Focal Loss is a loss calculation method. Its characteristics are:

  • Control the weight of the positive and negative samples.
  • Control the weight of samples that are easy to classify and difficult to classify.

Cross entropy

$$ CE(p, y) = \left\{\begin{matrix} -log(p) & \text{if} \ y = 1 \\ -log(1-p) & \text{otherwise} \end{matrix}\right. $$ Where, $p$ is the predicted value, $y$ is the actual value. For notational convenience, we define $p_{t}$: $$ p_{t} = \left\{\begin{matrix} p & \text{if} \ y = 1 \\ 1-p & \text{otherwise} \end{matrix}\right. $$ And rewrite $CE(p, y) = CE(p_{t}) = -log(p_{t})$.

Balanced Cross entropy

If you want to reduce the impact of negative samples, it can Add a coefficient $\alpha_{t}$ in the $CE(p_{t})$ function.
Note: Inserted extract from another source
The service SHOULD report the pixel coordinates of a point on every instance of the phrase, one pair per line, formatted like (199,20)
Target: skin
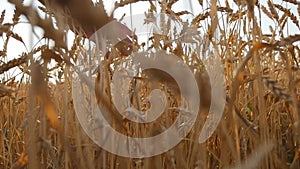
(87,18)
And like $p_{t}$ , we define $\alpha_{t}$: $$ \alpha_{t} = \left\{\begin{matrix} \alpha & \text{if} \ y = 1 \\ 1-\alpha & \text{otherwise} \end{matrix}\right. $$ And the range of a is 0 to 1. In practice $\alpha$ maybe set by inverse class frequency or treated as a hyper-parameter to be set by cross-validation. At this time, we can control the contribution of positive and negative samples to loss by setting $\alpha_{t}$. So we continue to rewrite: $$ CE(p_{t}) = -\alpha_{t}\log(p_{t}) $$ Write the function completely as: $$ CE(p, y, \alpha) = \left\{\begin{matrix} -log(p) * \alpha & \text{if} \ y = 1 \\ -log(1-p) * (1-\alpha) & \text{otherwise} \end{matrix}\right. $$

Focal loss

  • Solving difficult classification problems involves:
    • Categorizing samples based on high-class probability
    • Difficulty level:
      • Positive samples: higher $(1-p)$ value, harder to classify
      • Negative samples: higher $p$ value, harder to classify $$ FL(p_{t}) = -(1-p_{t})^{\gamma} \log{(p_{t})} $$ Where, $(1-p_{t})^{\gamma}$ to differentiate the samples, $\gamma$ is called the focusing parameter.
  • When $p_{t} \to 0$, $\gamma \to 1$, the loss is affected
  • When $p_{t} \to 1$, $\gamma \to 0$, the loss is unaffected
  • When $\gamma = 0$, FL is equivalent to CE

With $\alpha\text{-balanced}$ variant

$$ FL(p_{t}) = -\alpha_{t}(1-p_{t})^{\gamma} \log{(p_{t})} $$

  • The formula for balancing class weights and handling easy/hard samples:
    • Assign weights to positive and negative samples.
    • Use focal loss with tunable focusing parameters ($\gamma$) to control the impact of easy/hard examples.